Le ministère de l’environnement ouvrait ses portes hier soir à deux monstres sacrés de la philosophie : Edgar Morin et Patrick Viveret. Dans un débat animé par Gilles Bœuf, professeur au Collège de France, et ponctué par le charme du jeune dramaturge David Wahl, une seule question était posée : « L’homme est-il « savant » ? » clin d’œil à Sapiens, qu’Edgar Morin se hâte de compléter par Demens et Ludens.
À l’issue de ce débat, nous avons demandé en aparté, et pour les lecteurs de UP’, à Edgar Morin comment il pensait ce phénomène que nous relatons souvent dans les pages de ce magazine : la capacité de l’humain de modifier le vivant, de modifier son humanité, voire son espèce.
Pour Edgar Morin, ce phénomène doit d’abord être situé dans sa coïncidence avec le pouvoir de destruction totale de l’espèce humaine que donne l’arme nucléaire. « En même temps que nous avons ce pouvoir et en même temps que nous sommes dans un processus qui nous conduit vers des catastrophes, qu’elles soient écologiques sur la biosphère, qu’elles soient économiques et qu’elles soient le produit des fanatismes politico-religieux, En même temps nous avons une perspective catastrophique et une perspective euphorique. »
La perspective euphorique nous promet quelque chose de merveilleux : « on va prolonger la vie humaine, la vieillesse en bonne santé. Les robots vont s’occuper des tâches ennuyeuses et fatigantes… » On nous promet même l’immortalité. Pour Edgar Morin, cette promesse est illusoire : « Nous n’acquerrons jamais l’immortalité. Nous pourrons prolonger nos vies. Mais d’abord nous n’anéantirons pas les organismes unicellulaires, les bactéries et les virus qui sont très malins et qui savent se reproduire. Nous n’éliminerons pas les accidents technologiques qui sont de plus en plus importants. Et la Terre mourra, le soleil mourra. Donc, l’idée d’éliminer la mort est un mythe. Mais l’idée d’améliorer nos vies est une possibilité. »
Pour le philosophe, « Tant que l’on n’a pas acquis une conscience, que l’on n’est pas capable de maîtriser le devenir humain, tant que celui-ci est emporté par des forces obscures qui sont l’inconscience et l’intérêt, je trouve que ces possibilités n’auront peut-être d’effets que sur une élite très restreinte qui jouira de la durée prolongée de la vie comme les Pharaons de l’Égypte antique étaient les seuls à bénéficier de l’immortalité par rapport aux autres ».

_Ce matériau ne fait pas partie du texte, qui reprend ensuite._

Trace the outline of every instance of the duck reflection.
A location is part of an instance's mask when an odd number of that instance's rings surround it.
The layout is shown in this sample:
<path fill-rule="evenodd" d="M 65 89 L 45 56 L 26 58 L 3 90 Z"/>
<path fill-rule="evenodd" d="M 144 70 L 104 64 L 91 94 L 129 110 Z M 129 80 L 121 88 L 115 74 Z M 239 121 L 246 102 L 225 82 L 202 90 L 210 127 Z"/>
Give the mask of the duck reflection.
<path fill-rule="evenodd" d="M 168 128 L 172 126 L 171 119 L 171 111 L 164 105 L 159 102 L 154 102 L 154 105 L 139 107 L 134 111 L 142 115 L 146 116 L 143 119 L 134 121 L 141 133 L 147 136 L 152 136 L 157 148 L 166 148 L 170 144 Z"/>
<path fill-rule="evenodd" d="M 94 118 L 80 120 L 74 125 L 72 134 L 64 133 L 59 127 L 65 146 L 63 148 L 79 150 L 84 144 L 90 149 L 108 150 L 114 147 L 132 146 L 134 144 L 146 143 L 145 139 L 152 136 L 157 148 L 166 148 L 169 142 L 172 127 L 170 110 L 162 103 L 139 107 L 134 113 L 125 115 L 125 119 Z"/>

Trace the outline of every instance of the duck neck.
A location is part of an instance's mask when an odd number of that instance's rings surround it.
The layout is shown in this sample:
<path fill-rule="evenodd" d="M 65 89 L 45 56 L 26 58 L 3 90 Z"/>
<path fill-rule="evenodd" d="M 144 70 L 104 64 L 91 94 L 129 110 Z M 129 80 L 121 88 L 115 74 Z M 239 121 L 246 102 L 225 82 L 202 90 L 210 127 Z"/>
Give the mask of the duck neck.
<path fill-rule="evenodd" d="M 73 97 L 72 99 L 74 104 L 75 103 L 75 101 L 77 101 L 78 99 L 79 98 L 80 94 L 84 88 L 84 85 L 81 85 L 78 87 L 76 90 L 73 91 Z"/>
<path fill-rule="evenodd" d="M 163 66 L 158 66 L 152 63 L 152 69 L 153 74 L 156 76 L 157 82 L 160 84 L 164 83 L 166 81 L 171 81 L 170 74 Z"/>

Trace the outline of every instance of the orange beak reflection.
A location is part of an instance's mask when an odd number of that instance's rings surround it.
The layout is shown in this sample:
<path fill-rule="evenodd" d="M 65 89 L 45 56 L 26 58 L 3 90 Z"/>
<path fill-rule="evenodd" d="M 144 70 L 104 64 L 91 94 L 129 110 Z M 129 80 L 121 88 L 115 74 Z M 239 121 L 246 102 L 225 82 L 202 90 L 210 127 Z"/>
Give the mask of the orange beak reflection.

Edgar Morin nous livre une solution. Nous devrions prendre le problème dans l’autre sens. Puisque nous sommes dotés de pouvoirs aussi puissants, inversons leur dynamique, tâchons d’éviter notre propension à aller vers les catastrophes. Pour cela, « essayons d’avoir un peu plus de conscience, un peu plus d’intelligence, un peu plus de morale ». Cette sagesse, l’homme ne l’a pas encore acquise. Il lui reste du chemin, mais il faut espérer.